The much-heralded Ukrainian counter-offensive has turned out to be a military and political catastrophe, with even the mainstream BBC asking through gritted teeth whether it can succeed. Thousands of Ukrainian soldiers have been killed or maimed, and a mass of Ukrainian and NATO hardware destroyed, while Russia is constantly improving its defences, and taking over strategic strongpoints. All this, despite the billions in arms and money (much of the latter to prop up a corrupt and failed state) spent by taxpayers in the West, without their permission, and despite Mr. Zelensky’s vain promises.

Russian military efficiency and tactics apart, one of the reasons for the failed offensive is corruption. Since the end of the Soviet Union, Ukraine has been one of the world’s most corrupt countries. Corruption is indeed endemic, at both a personal and institutional level, and since the Maidan coup against the elected president Yanukovich, it has become worse, a result of ever larger sums of western taxpayers’ money being given to Kiev. Following on reports of Western weapons being re-sold on the black market, the most recent scandal involves conscription officials taking bribes and smuggling draft-dodgers out of the country.1

The fact that Mr. Zelensky has taken public action against various officials should be taken with a large sack of salt, as it is part of a mainstream media-supported PR operation to convince naïve and gullible Western audiences that corruption is under control.

But leopards do not change their spots, especially overnight. For example, the family of the head of the Odesa Military Commissariat, Yevhen Borisov, has bought real estate and cars worth millions of dollars on the coast of Spain. Borisov himself registered real estate in Marbella in the name of his retired mother. He had, of course, to be publicly removed from his position.2 This all comes across as the tip of a dirty iceberg.

As the financial vultures circle in the skies of Ukraine to rebuild the country (or what remains of it) after the fighting, Transparency International reports that ordinary Ukrainians are worried about corruption as their main fear: a survey found that 73% of the population and 80% of businesses listed the ‘restoration of corruption schemes’ as the main fear, followed by the ‘lack of control and embezzlement of public funds’, at 68% and 73% respectively.

Economic support for Ukraine is a waste of money that leads to increasing impoverishment of the people of the EU, whereas the shareholders of the US military-industrial-congressional complex are further enriching themselves.

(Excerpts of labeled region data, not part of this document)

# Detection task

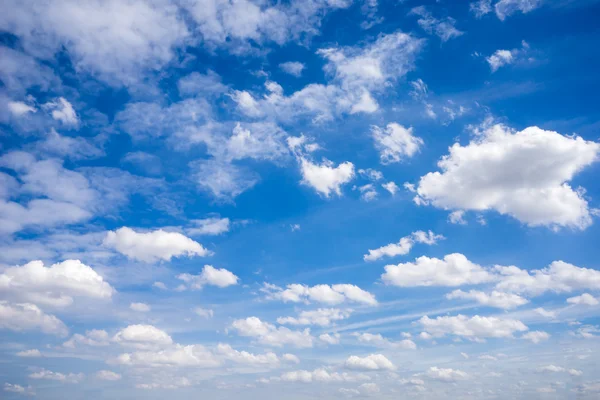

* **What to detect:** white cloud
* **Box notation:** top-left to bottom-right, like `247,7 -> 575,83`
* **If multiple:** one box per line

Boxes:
42,97 -> 79,127
494,0 -> 542,21
261,283 -> 377,305
8,101 -> 37,117
363,231 -> 444,261
129,303 -> 151,312
17,349 -> 42,357
354,332 -> 417,350
381,253 -> 493,287
567,293 -> 600,306
446,289 -> 529,310
381,181 -> 400,196
279,61 -> 306,78
495,261 -> 600,296
103,227 -> 210,263
231,317 -> 313,348
344,354 -> 396,371
416,125 -> 600,229
186,217 -> 230,235
29,368 -> 85,383
419,314 -> 528,338
371,122 -> 423,164
96,370 -> 121,381
63,329 -> 110,349
113,325 -> 173,349
319,333 -> 340,345
521,331 -> 550,344
0,301 -> 69,336
0,260 -> 115,307
300,157 -> 354,198
277,308 -> 352,326
111,344 -> 221,368
410,6 -> 464,42
177,265 -> 239,289
217,343 -> 279,366
423,367 -> 469,382
192,307 -> 215,318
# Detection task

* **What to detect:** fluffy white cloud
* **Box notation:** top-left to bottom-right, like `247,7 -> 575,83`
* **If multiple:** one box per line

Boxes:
0,260 -> 115,307
17,349 -> 42,357
567,293 -> 600,306
410,6 -> 464,42
354,332 -> 417,350
177,265 -> 239,289
279,61 -> 306,78
281,368 -> 368,383
186,218 -> 230,235
419,314 -> 528,338
496,261 -> 600,295
113,325 -> 173,349
96,370 -> 121,381
261,283 -> 377,305
423,367 -> 469,382
277,308 -> 352,326
319,333 -> 340,345
217,343 -> 279,366
63,329 -> 110,349
0,301 -> 69,336
371,122 -> 423,164
363,231 -> 444,261
29,368 -> 85,383
446,289 -> 529,310
521,331 -> 550,344
111,344 -> 221,368
300,158 -> 354,197
416,125 -> 600,229
231,317 -> 313,348
129,303 -> 151,312
103,227 -> 210,262
381,253 -> 493,287
494,0 -> 543,21
344,354 -> 396,371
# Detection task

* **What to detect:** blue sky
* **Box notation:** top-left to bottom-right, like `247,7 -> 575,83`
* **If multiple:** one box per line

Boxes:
0,0 -> 600,400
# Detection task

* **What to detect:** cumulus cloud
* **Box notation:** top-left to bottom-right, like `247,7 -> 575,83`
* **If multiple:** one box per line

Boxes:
344,354 -> 396,371
0,301 -> 69,336
371,122 -> 423,164
0,260 -> 115,307
416,125 -> 600,229
277,308 -> 352,326
363,231 -> 444,261
381,253 -> 494,287
103,227 -> 210,263
231,317 -> 313,348
300,157 -> 355,198
261,283 -> 377,305
446,289 -> 529,310
419,314 -> 529,339
279,61 -> 306,78
177,265 -> 239,290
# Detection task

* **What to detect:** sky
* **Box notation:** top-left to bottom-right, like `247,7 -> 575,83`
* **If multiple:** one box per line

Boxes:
0,0 -> 600,400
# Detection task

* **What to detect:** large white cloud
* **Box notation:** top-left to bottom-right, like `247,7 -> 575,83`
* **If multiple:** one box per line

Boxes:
103,227 -> 210,262
177,265 -> 239,289
363,231 -> 444,261
231,317 -> 314,348
416,125 -> 600,229
0,260 -> 115,307
0,301 -> 69,336
381,253 -> 494,287
344,354 -> 396,371
261,283 -> 377,305
419,314 -> 528,339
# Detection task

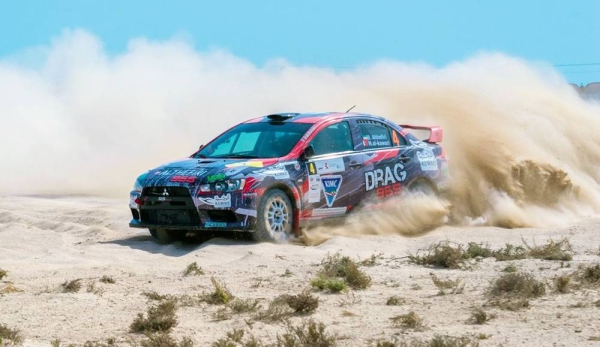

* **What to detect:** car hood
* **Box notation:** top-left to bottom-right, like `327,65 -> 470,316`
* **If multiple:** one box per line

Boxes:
138,158 -> 278,187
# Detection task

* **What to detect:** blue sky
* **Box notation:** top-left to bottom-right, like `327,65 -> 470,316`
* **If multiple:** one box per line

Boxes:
0,0 -> 600,83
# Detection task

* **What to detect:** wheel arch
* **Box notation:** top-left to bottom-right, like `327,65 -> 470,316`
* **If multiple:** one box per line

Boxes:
263,181 -> 301,236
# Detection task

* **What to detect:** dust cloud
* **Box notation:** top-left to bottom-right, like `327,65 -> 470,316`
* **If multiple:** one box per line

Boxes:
0,30 -> 600,235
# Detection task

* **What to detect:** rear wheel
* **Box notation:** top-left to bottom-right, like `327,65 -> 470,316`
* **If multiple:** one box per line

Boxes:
408,180 -> 437,197
253,189 -> 294,242
149,229 -> 187,245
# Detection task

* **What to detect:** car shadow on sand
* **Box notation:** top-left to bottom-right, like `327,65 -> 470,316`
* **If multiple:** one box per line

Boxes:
100,232 -> 256,257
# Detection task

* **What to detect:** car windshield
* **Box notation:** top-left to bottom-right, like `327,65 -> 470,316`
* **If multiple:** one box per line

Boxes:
195,122 -> 312,158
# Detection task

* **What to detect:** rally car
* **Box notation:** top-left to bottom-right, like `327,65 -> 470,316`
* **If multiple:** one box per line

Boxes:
129,112 -> 449,243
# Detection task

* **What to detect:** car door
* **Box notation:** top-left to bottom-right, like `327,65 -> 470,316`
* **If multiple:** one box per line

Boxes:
303,121 -> 364,218
356,119 -> 415,202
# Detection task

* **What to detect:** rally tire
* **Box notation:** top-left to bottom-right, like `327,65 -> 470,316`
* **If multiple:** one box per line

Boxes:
149,229 -> 186,245
252,189 -> 294,242
408,180 -> 438,196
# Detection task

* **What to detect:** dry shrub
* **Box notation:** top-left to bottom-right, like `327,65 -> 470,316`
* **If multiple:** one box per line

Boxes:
469,308 -> 496,324
523,238 -> 573,261
489,273 -> 546,298
227,299 -> 260,313
141,332 -> 194,347
390,311 -> 424,329
254,296 -> 294,323
60,278 -> 81,293
429,273 -> 465,295
277,319 -> 337,347
310,253 -> 371,292
183,262 -> 204,276
554,275 -> 571,294
100,275 -> 117,284
385,295 -> 406,306
489,299 -> 531,311
310,275 -> 348,293
408,241 -> 469,269
0,324 -> 25,346
202,277 -> 234,305
142,291 -> 171,301
129,300 -> 178,333
579,264 -> 600,284
285,290 -> 319,313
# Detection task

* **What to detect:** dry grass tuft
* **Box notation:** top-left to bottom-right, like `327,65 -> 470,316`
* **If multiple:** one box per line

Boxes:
183,262 -> 204,276
310,253 -> 371,293
141,332 -> 194,347
142,291 -> 172,301
523,238 -> 573,261
284,290 -> 319,313
429,273 -> 465,295
254,296 -> 294,323
0,324 -> 25,346
489,273 -> 546,298
60,278 -> 81,293
100,275 -> 117,284
385,295 -> 406,306
227,299 -> 260,313
277,319 -> 337,347
554,275 -> 571,294
129,300 -> 178,333
408,241 -> 469,269
202,277 -> 234,305
469,308 -> 496,324
390,311 -> 424,329
310,275 -> 348,293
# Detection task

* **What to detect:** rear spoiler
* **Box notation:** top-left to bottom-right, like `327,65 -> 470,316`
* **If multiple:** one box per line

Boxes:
400,124 -> 444,143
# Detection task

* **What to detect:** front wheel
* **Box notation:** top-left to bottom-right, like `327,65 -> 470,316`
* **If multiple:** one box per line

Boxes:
149,229 -> 186,245
253,189 -> 294,242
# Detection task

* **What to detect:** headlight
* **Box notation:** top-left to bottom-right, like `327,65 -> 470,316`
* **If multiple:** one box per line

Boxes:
133,180 -> 143,193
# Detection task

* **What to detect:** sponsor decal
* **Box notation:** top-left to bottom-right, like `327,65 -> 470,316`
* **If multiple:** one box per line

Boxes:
312,207 -> 346,217
365,163 -> 406,191
410,140 -> 438,171
363,134 -> 391,147
417,148 -> 438,171
256,164 -> 290,180
198,194 -> 231,208
206,172 -> 227,183
314,158 -> 346,175
169,175 -> 196,183
154,169 -> 206,177
235,208 -> 256,218
321,175 -> 342,207
204,222 -> 227,228
308,175 -> 321,203
225,161 -> 263,168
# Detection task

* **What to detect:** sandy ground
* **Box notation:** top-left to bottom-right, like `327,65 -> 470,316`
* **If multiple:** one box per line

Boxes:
0,197 -> 600,346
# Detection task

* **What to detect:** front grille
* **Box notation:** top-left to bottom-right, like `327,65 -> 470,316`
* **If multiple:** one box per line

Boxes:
142,187 -> 190,197
140,187 -> 200,226
142,209 -> 200,226
206,210 -> 237,223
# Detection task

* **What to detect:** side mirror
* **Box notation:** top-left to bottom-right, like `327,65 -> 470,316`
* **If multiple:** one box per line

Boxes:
300,145 -> 315,160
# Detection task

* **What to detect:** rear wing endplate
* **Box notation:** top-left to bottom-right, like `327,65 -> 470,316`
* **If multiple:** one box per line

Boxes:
400,124 -> 444,143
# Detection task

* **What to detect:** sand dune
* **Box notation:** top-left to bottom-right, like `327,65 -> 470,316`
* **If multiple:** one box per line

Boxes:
0,197 -> 600,346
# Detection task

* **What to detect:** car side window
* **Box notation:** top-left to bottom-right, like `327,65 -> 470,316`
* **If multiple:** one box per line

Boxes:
310,122 -> 354,155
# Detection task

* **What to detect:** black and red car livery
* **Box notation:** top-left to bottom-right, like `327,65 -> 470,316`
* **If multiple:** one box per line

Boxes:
129,112 -> 449,242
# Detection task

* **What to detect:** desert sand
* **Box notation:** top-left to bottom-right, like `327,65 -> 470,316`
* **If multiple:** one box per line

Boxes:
0,196 -> 600,346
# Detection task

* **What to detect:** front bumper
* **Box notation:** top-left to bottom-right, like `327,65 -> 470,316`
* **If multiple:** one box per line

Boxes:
129,189 -> 256,231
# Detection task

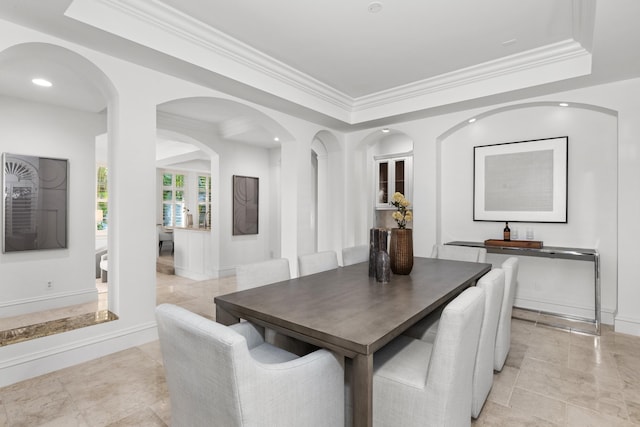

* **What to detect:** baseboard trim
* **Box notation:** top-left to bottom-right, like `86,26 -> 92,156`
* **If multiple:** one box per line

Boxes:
614,316 -> 640,336
0,320 -> 158,387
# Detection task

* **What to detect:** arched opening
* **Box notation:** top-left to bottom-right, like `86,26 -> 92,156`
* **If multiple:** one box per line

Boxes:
0,43 -> 117,344
157,97 -> 293,279
355,129 -> 413,241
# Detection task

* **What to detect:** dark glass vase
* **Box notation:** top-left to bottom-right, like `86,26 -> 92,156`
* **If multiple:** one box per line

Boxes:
389,228 -> 413,274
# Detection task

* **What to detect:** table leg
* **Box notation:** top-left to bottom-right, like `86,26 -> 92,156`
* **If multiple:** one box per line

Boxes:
351,354 -> 373,427
216,305 -> 240,326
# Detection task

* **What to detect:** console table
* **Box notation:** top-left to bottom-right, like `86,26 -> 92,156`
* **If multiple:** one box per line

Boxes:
445,241 -> 601,335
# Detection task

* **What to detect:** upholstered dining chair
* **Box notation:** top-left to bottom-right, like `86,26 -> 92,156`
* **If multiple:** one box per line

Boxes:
431,245 -> 487,262
342,245 -> 369,267
493,257 -> 519,372
236,258 -> 291,291
373,287 -> 485,427
298,251 -> 338,276
471,268 -> 504,418
404,268 -> 505,418
156,304 -> 344,427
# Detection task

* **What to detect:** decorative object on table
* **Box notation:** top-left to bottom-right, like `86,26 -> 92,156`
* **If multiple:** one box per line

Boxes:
484,239 -> 543,249
473,136 -> 569,223
376,229 -> 391,283
502,221 -> 511,241
389,193 -> 413,274
183,207 -> 193,228
369,228 -> 387,277
2,153 -> 69,253
369,228 -> 379,277
233,175 -> 259,236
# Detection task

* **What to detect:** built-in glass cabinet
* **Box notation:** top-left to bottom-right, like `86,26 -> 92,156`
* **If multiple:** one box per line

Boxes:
375,154 -> 413,209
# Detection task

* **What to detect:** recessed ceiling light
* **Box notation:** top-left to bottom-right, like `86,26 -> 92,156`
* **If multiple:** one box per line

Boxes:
31,78 -> 53,87
367,1 -> 382,13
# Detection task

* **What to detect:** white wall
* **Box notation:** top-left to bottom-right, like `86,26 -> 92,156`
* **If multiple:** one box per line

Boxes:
346,79 -> 640,335
0,97 -> 106,317
440,104 -> 618,324
0,21 -> 344,386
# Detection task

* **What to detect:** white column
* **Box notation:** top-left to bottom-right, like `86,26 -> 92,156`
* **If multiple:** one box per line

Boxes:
108,92 -> 157,323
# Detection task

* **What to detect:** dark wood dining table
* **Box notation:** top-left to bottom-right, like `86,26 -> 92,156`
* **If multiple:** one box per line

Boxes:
215,257 -> 491,426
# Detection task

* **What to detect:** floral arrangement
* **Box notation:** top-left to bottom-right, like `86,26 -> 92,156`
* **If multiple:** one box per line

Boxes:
390,192 -> 413,229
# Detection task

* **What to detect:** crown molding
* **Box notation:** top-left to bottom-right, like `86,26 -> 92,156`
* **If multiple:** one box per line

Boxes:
86,0 -> 353,110
66,0 -> 595,124
353,39 -> 591,111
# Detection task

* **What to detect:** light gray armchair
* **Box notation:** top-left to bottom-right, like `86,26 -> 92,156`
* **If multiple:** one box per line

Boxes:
373,288 -> 485,427
298,251 -> 338,276
405,268 -> 505,418
156,304 -> 344,427
431,245 -> 487,262
236,258 -> 291,291
471,268 -> 504,418
342,245 -> 369,267
493,257 -> 518,371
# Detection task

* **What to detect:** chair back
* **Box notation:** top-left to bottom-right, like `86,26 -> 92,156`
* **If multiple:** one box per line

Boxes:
298,251 -> 338,276
493,257 -> 518,371
236,258 -> 291,291
424,287 -> 485,426
156,304 -> 250,426
431,245 -> 487,262
342,245 -> 369,267
471,268 -> 504,418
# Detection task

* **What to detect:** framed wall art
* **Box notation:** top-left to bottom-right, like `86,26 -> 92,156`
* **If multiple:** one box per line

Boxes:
2,153 -> 69,253
233,175 -> 259,236
473,136 -> 569,223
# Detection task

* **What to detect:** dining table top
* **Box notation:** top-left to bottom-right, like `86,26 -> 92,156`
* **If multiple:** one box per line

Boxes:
215,257 -> 491,357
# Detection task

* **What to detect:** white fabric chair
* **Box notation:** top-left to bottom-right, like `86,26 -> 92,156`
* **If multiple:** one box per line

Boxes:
431,245 -> 487,262
471,268 -> 504,418
236,258 -> 291,291
298,251 -> 338,276
404,268 -> 505,418
156,304 -> 344,427
373,288 -> 485,427
493,257 -> 518,371
342,245 -> 369,267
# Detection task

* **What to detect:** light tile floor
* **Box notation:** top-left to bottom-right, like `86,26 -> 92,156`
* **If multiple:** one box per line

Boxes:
0,273 -> 640,427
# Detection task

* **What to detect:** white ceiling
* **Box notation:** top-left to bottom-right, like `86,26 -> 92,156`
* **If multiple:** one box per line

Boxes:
0,0 -> 640,132
158,0 -> 572,98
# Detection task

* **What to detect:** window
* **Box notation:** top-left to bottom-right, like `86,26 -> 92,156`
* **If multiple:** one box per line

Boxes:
376,155 -> 413,209
162,172 -> 186,227
96,165 -> 109,234
198,175 -> 211,228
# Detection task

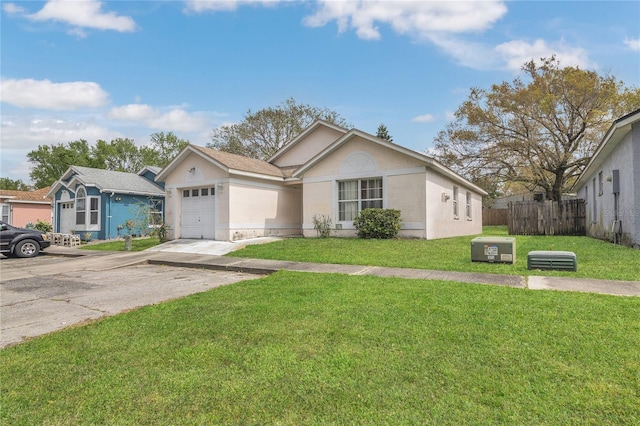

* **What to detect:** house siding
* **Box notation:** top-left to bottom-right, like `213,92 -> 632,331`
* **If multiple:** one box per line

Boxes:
426,171 -> 482,239
578,123 -> 640,245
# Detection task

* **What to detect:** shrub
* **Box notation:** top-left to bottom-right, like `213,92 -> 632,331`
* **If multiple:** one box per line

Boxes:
353,209 -> 400,239
313,214 -> 333,238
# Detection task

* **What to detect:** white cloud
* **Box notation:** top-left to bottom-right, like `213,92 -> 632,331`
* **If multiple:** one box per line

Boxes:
2,3 -> 25,15
0,79 -> 109,110
411,114 -> 436,123
304,0 -> 507,40
184,0 -> 281,13
108,104 -> 211,133
495,39 -> 595,71
26,0 -> 136,32
624,38 -> 640,51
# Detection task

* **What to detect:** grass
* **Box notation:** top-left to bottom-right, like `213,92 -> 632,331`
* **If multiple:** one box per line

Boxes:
228,227 -> 640,281
80,238 -> 160,251
0,271 -> 640,425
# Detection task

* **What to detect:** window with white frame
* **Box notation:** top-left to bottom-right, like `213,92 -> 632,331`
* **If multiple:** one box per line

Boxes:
149,199 -> 164,228
453,186 -> 458,219
338,178 -> 383,221
76,187 -> 87,225
598,170 -> 604,195
1,204 -> 9,223
75,187 -> 100,230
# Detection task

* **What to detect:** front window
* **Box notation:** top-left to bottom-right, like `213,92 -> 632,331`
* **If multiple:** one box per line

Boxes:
149,200 -> 164,228
76,188 -> 87,225
2,204 -> 9,223
338,178 -> 382,221
453,186 -> 458,219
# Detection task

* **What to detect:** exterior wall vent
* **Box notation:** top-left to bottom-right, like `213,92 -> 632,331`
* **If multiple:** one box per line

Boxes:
527,251 -> 578,271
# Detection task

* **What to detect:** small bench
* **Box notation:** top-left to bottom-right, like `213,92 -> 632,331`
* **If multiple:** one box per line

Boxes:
527,250 -> 578,271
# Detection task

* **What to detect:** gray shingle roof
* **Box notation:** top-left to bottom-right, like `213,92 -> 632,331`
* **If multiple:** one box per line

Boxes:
72,166 -> 164,195
191,145 -> 284,178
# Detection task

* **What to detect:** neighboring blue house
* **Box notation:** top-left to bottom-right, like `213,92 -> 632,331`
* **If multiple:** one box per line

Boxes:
47,166 -> 164,240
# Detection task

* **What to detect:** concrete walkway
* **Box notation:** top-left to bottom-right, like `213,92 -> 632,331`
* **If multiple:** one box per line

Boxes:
46,238 -> 640,297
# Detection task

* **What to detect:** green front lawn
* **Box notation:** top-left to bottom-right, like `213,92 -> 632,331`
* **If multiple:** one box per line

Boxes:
0,272 -> 640,425
228,227 -> 640,281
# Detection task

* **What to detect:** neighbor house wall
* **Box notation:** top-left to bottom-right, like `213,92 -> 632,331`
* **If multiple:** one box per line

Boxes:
0,199 -> 51,228
578,130 -> 640,245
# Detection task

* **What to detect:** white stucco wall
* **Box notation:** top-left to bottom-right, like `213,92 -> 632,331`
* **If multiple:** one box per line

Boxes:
225,178 -> 302,241
273,126 -> 344,167
165,153 -> 229,239
578,127 -> 640,245
426,170 -> 482,239
303,138 -> 482,239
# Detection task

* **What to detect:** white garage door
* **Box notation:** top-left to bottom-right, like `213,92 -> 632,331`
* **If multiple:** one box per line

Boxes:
180,187 -> 216,240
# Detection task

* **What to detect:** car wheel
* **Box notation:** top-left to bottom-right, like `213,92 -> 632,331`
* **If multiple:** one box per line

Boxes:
13,240 -> 40,257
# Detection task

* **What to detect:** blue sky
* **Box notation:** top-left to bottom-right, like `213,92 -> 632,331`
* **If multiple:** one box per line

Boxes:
0,0 -> 640,182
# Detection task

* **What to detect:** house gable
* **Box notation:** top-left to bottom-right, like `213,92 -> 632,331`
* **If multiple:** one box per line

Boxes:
269,120 -> 347,167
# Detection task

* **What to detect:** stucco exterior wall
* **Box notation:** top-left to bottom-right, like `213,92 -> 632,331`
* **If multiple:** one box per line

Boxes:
273,126 -> 344,167
225,179 -> 302,241
578,129 -> 640,245
164,153 -> 229,240
303,138 -> 482,239
426,171 -> 482,239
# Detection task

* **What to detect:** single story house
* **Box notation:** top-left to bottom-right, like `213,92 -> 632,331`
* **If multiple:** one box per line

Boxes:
156,120 -> 486,241
47,166 -> 164,240
573,110 -> 640,247
0,187 -> 51,228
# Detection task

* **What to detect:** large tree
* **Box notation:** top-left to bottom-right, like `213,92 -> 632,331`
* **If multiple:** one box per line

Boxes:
0,178 -> 31,191
207,98 -> 350,159
27,132 -> 189,188
435,57 -> 640,200
27,139 -> 92,188
140,132 -> 189,167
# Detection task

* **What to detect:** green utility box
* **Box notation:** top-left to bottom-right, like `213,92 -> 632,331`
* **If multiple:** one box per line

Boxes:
471,237 -> 516,264
527,251 -> 578,271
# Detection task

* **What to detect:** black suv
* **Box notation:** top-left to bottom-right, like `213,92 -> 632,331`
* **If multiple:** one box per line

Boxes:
0,221 -> 51,257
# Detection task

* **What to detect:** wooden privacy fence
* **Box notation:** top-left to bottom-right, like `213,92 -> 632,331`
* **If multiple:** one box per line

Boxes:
482,209 -> 509,226
508,200 -> 587,235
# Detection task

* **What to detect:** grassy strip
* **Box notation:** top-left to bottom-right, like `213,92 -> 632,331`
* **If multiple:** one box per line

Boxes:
228,227 -> 640,281
80,238 -> 160,251
0,272 -> 640,425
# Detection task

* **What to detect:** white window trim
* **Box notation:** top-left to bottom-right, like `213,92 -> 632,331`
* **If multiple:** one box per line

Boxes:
333,175 -> 387,225
451,185 -> 460,219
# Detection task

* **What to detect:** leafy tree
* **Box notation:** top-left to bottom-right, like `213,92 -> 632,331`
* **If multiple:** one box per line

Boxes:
91,138 -> 145,173
435,57 -> 640,200
207,98 -> 349,159
27,132 -> 189,188
376,124 -> 393,142
140,132 -> 189,167
0,178 -> 31,191
27,139 -> 92,188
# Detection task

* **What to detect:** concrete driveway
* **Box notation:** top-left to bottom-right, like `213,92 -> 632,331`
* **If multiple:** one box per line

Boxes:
0,253 -> 257,347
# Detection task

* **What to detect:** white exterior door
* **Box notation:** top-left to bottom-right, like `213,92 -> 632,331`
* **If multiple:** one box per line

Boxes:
180,187 -> 216,240
58,201 -> 76,234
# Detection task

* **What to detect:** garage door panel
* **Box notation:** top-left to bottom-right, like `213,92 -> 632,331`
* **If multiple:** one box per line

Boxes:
180,187 -> 215,239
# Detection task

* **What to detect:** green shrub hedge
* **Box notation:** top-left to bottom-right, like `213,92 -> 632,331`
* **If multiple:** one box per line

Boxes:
353,209 -> 400,239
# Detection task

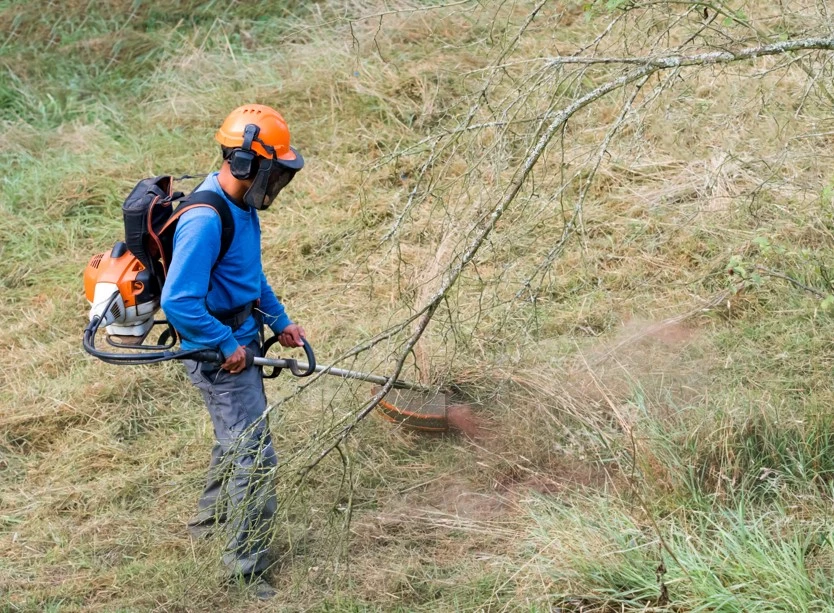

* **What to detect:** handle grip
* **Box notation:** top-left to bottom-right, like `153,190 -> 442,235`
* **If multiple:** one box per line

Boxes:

In Greece, for example, instead of funding schools and health, the Greek government continues the charade of paying its taxpayers’ money to fund a failed state’s war. There has been a spate of doctors’ resignations, and many people have been waiting years for their pensions.

How much longer can this charade continue? Mr. Zelensky does not even thank us for it, even indulging in theatrical insults. The leadership of Ukraine is already accustomed to living at our expense, where some officials and politicians get rich while we finance them. Bearing in mind the adage ‘give an inch, take a mile’, Mr. Zelensky and his team come across as parasites.

Behind the scenes, and following NATO’s refusal to give a date for Ukraine’s entry, some EU leaders and their advisers are even questioning Ukraine’s putative EU membership. The mainstream pro-NATO Financial Times writes, for example about ‘the ‘monumental consequences’ of Ukraine joining the EU, saying that Kiev’s desire for membership has raised profound questions about the union’s capacity to accept new members — and the future of the European project.’4

The backpeddling and face-saving operation has begun, as it becomes increasingly obvious that Ukraine must be forced to sit down at the negotiating table and look for a territorial and political compromise to end the conflict. It is obvious to sane observers and military experts that Ukraine cannot defeat Russia in a war. Every day that the fighting continues means new spending on the part of our citizens in a conflict that has nothing to do with us. The only stability that the Ukraine ever had was with the Soviet Union, when all the social, cultural and ethnic cracks and historical inconsistencies were held together.

Since 1991, Ukraine has increasingly become an American NATO anti-Russian outpost, and cannot be described as independent. In fact, Ukraine is led by the United States. The large and once wealthy countries of Europe have become hostages of a US policy aimed at global leadership. It is bizarre that European taxpayers are paying for their own subjugation to the shareholders of the American military-industrial-congressional complex and its fanatical neo-con and neo-liberal supporters. The struggle for the mastery of Europe continues, with the Ukraine as the killing fields.

In past generations, there have been so many border changes in and around Ukraine, that it is still not a viable state. It is time to end this imbroglio, bearing in mind the American president’s Woodrow Wilson’s dicta about self-determination, with borders that reflect social, ethnic, linguistic and cultural reality. Good fences make good neighbours. As for those who proclaim the propaganda of hatred, remember that it was not so long ago that France and Germany hated each other, until common sense and co-operation won the day over the fanatics.